Grigory Sokolov looked irritated when he sat back down at the Steinway for the second half of his performance. Clearly he hadn’t enjoyed the interval as much as we spectators. What, no kaffe & kaka in his dressing room? Â Aggrieved or not, the pianist couldn’t help noticing his audience was peppier than before, applauding with unexpected stamina at the conclusion of the concert and bringing the exultant Russian virtuoso back for six encores.
In world rankings for per capita coffee consumption Sweden’s only real rivals are its Nordic neighbours. The same is probably true for its per capita consumption of kanelbullar – “cinnamon buns” to the americansk.
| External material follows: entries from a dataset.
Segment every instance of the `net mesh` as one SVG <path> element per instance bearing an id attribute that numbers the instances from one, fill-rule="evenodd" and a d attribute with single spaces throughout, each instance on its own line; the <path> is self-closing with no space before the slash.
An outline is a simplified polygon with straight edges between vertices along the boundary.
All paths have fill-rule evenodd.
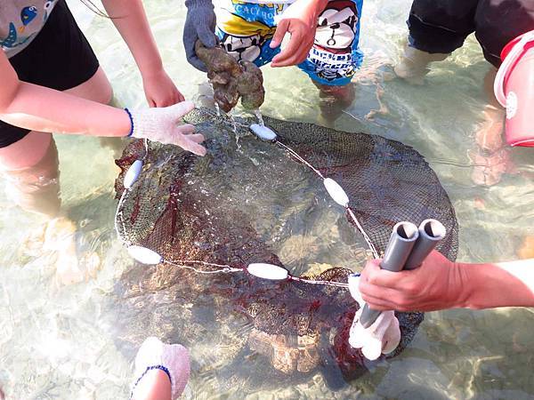
<path id="1" fill-rule="evenodd" d="M 206 108 L 196 109 L 185 119 L 206 137 L 206 157 L 173 146 L 150 143 L 147 148 L 138 140 L 117 160 L 122 170 L 116 182 L 120 238 L 127 245 L 160 254 L 163 267 L 173 271 L 172 279 L 187 282 L 191 298 L 224 299 L 232 311 L 247 316 L 254 325 L 247 332 L 248 348 L 269 357 L 276 370 L 309 372 L 328 353 L 344 375 L 360 373 L 361 353 L 348 345 L 358 304 L 343 287 L 311 284 L 345 284 L 348 275 L 371 255 L 362 251 L 367 244 L 359 230 L 382 254 L 400 220 L 441 221 L 448 235 L 438 250 L 455 260 L 457 224 L 434 172 L 411 148 L 378 136 L 265 118 L 279 135 L 278 143 L 267 143 L 249 135 L 247 126 L 255 122 L 252 119 L 231 120 Z M 352 217 L 343 217 L 344 209 L 328 197 L 321 180 L 295 162 L 286 147 L 344 188 L 360 228 L 352 227 Z M 124 175 L 137 159 L 144 159 L 143 171 L 125 190 Z M 300 280 L 283 282 L 231 273 L 253 262 L 284 267 L 276 249 L 295 234 L 288 221 L 317 218 L 310 204 L 320 201 L 340 214 L 339 234 L 351 236 L 347 232 L 352 232 L 349 242 L 360 240 L 350 247 L 353 265 L 304 272 Z M 206 286 L 202 276 L 183 268 L 214 276 Z M 412 340 L 423 320 L 421 313 L 397 316 L 402 340 L 392 356 Z"/>

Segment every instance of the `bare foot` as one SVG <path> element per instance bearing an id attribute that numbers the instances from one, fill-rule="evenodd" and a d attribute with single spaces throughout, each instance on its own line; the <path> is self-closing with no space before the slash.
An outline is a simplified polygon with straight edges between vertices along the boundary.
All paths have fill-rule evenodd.
<path id="1" fill-rule="evenodd" d="M 500 182 L 503 174 L 513 168 L 510 153 L 506 148 L 501 148 L 490 156 L 471 151 L 469 157 L 474 164 L 471 178 L 475 185 L 496 185 Z"/>
<path id="2" fill-rule="evenodd" d="M 495 107 L 486 106 L 482 116 L 484 120 L 475 133 L 476 143 L 483 152 L 495 153 L 505 146 L 505 113 Z"/>
<path id="3" fill-rule="evenodd" d="M 62 284 L 82 282 L 85 276 L 77 257 L 76 231 L 71 220 L 59 217 L 48 223 L 44 233 L 43 248 L 56 252 L 56 277 Z"/>
<path id="4" fill-rule="evenodd" d="M 319 96 L 321 117 L 328 126 L 343 114 L 343 110 L 352 104 L 356 98 L 356 91 L 352 84 L 344 86 L 315 85 L 320 89 Z"/>

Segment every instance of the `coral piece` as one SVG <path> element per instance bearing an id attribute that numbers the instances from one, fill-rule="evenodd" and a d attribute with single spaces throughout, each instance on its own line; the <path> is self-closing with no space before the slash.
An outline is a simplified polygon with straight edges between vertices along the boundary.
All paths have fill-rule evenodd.
<path id="1" fill-rule="evenodd" d="M 236 60 L 221 47 L 208 49 L 197 41 L 195 52 L 207 67 L 214 100 L 224 112 L 232 109 L 239 98 L 245 108 L 259 108 L 265 100 L 262 71 L 250 61 Z"/>
<path id="2" fill-rule="evenodd" d="M 293 336 L 269 334 L 254 329 L 248 337 L 248 346 L 269 357 L 272 366 L 284 373 L 309 372 L 320 361 L 319 339 L 319 333 Z"/>

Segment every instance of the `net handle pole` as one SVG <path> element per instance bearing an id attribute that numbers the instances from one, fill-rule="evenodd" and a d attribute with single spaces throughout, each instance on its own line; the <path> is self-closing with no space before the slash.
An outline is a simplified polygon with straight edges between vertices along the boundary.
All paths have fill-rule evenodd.
<path id="1" fill-rule="evenodd" d="M 419 228 L 417 228 L 417 238 L 415 244 L 412 246 L 413 248 L 408 258 L 405 260 L 401 269 L 409 270 L 419 268 L 426 257 L 428 257 L 428 255 L 436 248 L 438 244 L 443 240 L 446 235 L 447 229 L 439 220 L 431 219 L 425 220 L 421 222 L 421 225 L 419 225 Z M 380 265 L 382 268 L 384 268 L 383 264 L 384 261 Z M 366 304 L 361 313 L 361 316 L 360 317 L 360 323 L 364 328 L 368 328 L 373 324 L 380 314 L 381 311 L 373 310 Z"/>
<path id="2" fill-rule="evenodd" d="M 417 227 L 411 222 L 399 222 L 395 225 L 380 268 L 391 272 L 401 271 L 418 237 Z M 360 316 L 360 323 L 364 328 L 368 328 L 380 314 L 382 311 L 373 309 L 366 303 Z"/>

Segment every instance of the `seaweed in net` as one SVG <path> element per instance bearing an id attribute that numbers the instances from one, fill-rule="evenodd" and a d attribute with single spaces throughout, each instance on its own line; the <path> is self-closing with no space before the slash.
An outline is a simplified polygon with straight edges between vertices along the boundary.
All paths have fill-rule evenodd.
<path id="1" fill-rule="evenodd" d="M 360 374 L 363 357 L 347 340 L 359 307 L 345 289 L 353 268 L 331 268 L 279 282 L 239 274 L 251 263 L 284 267 L 271 240 L 279 233 L 273 226 L 258 225 L 255 216 L 263 210 L 254 204 L 262 194 L 276 192 L 276 185 L 324 194 L 317 185 L 319 174 L 343 187 L 350 199 L 345 223 L 365 235 L 374 256 L 383 253 L 399 220 L 418 224 L 434 218 L 449 232 L 438 250 L 454 260 L 457 223 L 434 172 L 413 148 L 378 136 L 265 118 L 278 134 L 275 144 L 249 136 L 236 148 L 232 135 L 246 136 L 252 120 L 231 122 L 205 108 L 186 120 L 206 136 L 210 156 L 198 158 L 175 147 L 152 143 L 149 148 L 135 141 L 117 161 L 121 239 L 156 252 L 165 268 L 174 270 L 172 279 L 187 279 L 191 293 L 223 298 L 232 310 L 249 318 L 254 324 L 249 348 L 268 356 L 277 370 L 309 372 L 324 361 L 325 352 L 332 352 L 344 374 Z M 139 159 L 143 160 L 141 177 L 125 190 L 125 174 Z M 280 165 L 294 173 L 281 175 Z M 238 169 L 247 173 L 232 179 Z M 254 195 L 242 190 L 249 184 Z M 206 288 L 181 268 L 220 276 Z M 231 284 L 214 284 L 221 281 Z M 420 313 L 398 313 L 398 317 L 402 340 L 395 354 L 412 340 L 423 319 Z"/>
With only 80 hours to spend in Stockholm we made it a point to drag Izzy – or he us – to as many kaffe & kanelbulle spots as possible and push the statistics up a notch.
We began with the cheery and buzzy Café Saturnas, which is #2 on Lonely Planet’s list of 333 things to do in Stockholm. You gotta love a city where the second best thing to do is have coffee and cake. Saturnas’ renowned cinnamon buns (pictured at left) were enormous, as the guidebooks promised, but they were also bloated and bready. We much preferred the sugary twists and cinnamony swirls of smaller, tightly woven kanelbullar from such bakeries as Albert & Jack’s and Valhallabageriet.
As great as the temptation may be to try these buns fresh from the baker’s oven, for the ultimate kaffe & kaka experience you must go not to these bakeries but instead to one of the outstanding coffee shops they sell to: Drop Coffee for Albert & Jack’s buns or Mellqvist Kaffebar for Valhallabageriet’s buns. Furthermore, you may not want a cinnamon bun at all.
A kardemummabulle is just like a cinnamon bun only it contains cardomom, as its name suggests. Cardomon, with its lemony and peppery notes, has a long and close association with coffee. A traditional ingredient in Arabic and Turkish coffees, its warm flavour marries well with coffee, just as the spices do in Biasetto’s speculoos.
Kardemummabulle = coffee cake: No before coffee. No after coffee. No without coffee. Yes with coffee.
I love this post! My boyfriend carried around a shoe box sized box of Speculoos all day when we were in Copenhagen so we could carry them on the plane home. I am totally up for one of those kardemummabulle – with or without coffee.
Greedy – Thank you for kind words. It’s apparent we share many of the same food obsessions. Where to go for speculoos in London?